La designación de Balcázar dejó al país sin presidente durante aproximadamente 24 horas. Aunque los ministros del gabinete permanecieron en funciones administrativas, no hubo un jefe de Estado formalmente en ejercicio durante ese lapso.
Un perfil polémico en la recta final hacia elecciones
Balcázar es abogado, exmagistrado del Poder Judicial y representante de la región de Cajamarca. Pertenece a Perú Libre, el mismo partido del expresidente Pedro Castillo, condenado por el intento de disolver el Congreso en 2022.
A lo largo de su trayectoria pública, Balcázar ha generado controversia por declaraciones en defensa del matrimonio infantil y por afirmar que las “relaciones sexuales tempranas ayudan al futuro psicológico de la mujer”. Tales expresiones provocaron el rechazo del Ministerio de la Mujer y de diversos sectores de la sociedad civil.
En el proceso de elección parlamentaria también fueron considerados otros aspirantes, entre ellos Héctor Acuña y Edgar Reymundo. María del Carmen Alva, expresidenta del Congreso, partía como favorita y recibió el respaldo público del partido Fuerza Popular, liderado por Keiko Fujimori. Sin embargo, el apoyo no se tradujo en los votos necesarios en la segunda vuelta.
El resultado final reflejó divisiones internas en las principales bancadas y alianzas cambiantes en el Legislativo. Balcázar logró consolidar apoyos adicionales entre la primera y segunda ronda, lo que le permitió superar a Alva por 60 votos contra 46.
El nuevo presidente gobernará apenas cinco meses, en un contexto de campaña electoral y creciente desgaste institucional. El próximo mandatario será elegido en las urnas el 12 de abril y asumirá funciones el 28 de julio, día en que Perú conmemora su independencia.
La reiterada inestabilidad ha abierto un debate entre académicos y analistas sobre cómo caracterizar esta etapa política. Algunos la describen como una era de “presidentes de transición”, otros como un periodo de “vacancias permanentes” en el que el Congreso ha ejercido un papel protagónico en la salida de mandatarios.

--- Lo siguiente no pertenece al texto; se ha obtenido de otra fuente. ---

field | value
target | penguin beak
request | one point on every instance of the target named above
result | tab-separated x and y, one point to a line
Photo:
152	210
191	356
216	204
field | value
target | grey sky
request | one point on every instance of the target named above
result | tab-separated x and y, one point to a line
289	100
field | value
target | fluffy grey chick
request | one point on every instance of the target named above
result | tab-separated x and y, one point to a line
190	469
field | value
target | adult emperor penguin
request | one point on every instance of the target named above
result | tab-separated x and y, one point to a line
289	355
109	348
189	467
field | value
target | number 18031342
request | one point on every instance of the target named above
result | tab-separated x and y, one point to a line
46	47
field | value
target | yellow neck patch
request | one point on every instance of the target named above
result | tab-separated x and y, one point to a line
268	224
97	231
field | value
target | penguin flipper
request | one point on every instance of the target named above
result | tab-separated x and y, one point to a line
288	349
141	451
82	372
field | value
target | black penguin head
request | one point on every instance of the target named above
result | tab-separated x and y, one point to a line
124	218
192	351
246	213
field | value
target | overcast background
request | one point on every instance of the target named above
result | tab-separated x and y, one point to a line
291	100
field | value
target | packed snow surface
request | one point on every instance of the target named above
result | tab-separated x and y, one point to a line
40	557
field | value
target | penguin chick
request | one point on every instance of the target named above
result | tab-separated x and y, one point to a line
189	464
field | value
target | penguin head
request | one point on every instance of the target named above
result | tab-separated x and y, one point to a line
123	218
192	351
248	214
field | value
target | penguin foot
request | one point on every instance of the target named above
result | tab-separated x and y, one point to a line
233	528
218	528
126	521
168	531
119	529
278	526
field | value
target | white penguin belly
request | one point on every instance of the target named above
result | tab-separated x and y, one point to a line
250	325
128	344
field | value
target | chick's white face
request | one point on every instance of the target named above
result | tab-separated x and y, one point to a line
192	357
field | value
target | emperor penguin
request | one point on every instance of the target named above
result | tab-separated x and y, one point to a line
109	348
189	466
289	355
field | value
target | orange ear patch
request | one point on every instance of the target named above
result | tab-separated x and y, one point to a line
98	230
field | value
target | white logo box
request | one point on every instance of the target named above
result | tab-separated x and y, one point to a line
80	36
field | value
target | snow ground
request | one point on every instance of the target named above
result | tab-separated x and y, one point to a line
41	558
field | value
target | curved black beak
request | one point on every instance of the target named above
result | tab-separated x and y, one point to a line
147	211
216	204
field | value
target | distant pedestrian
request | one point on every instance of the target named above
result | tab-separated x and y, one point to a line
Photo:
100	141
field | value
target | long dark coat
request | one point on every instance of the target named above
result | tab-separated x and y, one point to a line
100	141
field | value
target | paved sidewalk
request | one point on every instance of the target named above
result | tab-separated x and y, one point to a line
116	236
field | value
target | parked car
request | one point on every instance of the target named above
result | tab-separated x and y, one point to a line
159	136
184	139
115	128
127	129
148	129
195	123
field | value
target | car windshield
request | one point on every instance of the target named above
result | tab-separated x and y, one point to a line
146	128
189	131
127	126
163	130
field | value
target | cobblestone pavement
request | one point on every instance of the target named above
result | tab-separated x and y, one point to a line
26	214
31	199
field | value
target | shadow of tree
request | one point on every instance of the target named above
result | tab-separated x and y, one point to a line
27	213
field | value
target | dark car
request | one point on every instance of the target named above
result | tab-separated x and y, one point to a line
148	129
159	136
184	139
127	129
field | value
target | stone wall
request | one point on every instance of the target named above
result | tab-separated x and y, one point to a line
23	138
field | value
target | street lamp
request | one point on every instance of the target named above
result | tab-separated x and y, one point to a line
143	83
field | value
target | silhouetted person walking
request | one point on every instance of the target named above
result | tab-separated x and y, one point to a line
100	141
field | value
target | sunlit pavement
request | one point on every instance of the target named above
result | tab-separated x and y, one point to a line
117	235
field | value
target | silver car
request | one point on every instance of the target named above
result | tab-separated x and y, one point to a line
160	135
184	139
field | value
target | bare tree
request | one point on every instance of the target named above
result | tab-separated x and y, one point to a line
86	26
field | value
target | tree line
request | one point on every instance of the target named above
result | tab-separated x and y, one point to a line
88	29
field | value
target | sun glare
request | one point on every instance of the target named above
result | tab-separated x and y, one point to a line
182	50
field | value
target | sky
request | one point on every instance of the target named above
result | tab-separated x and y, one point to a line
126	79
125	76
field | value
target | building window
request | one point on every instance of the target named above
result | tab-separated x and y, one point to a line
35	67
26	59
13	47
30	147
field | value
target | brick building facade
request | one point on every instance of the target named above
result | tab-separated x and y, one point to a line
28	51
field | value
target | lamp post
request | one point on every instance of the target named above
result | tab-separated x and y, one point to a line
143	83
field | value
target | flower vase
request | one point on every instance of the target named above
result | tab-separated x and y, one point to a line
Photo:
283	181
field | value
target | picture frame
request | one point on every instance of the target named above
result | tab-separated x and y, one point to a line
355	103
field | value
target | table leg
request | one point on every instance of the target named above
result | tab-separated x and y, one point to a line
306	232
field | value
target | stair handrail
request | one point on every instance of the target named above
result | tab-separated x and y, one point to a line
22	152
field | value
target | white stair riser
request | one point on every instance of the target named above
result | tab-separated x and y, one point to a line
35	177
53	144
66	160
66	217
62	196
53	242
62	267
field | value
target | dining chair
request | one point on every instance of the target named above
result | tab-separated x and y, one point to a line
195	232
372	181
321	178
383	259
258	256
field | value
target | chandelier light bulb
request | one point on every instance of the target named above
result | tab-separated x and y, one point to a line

Mientras tanto, la ciudadanía enfrenta un escenario de incertidumbre, con una economía que busca estabilidad y un sistema político que continúa mostrando fracturas profundas.
Balcázar asumió el cargo en medio de ese clima, comprometiéndose a garantizar la gobernabilidad hasta la transferencia de mando. Su breve administración estará marcada por el desafío de conducir el país en la antesala de unas elecciones que podrían redefinir el rumbo político tras una década de turbulencia.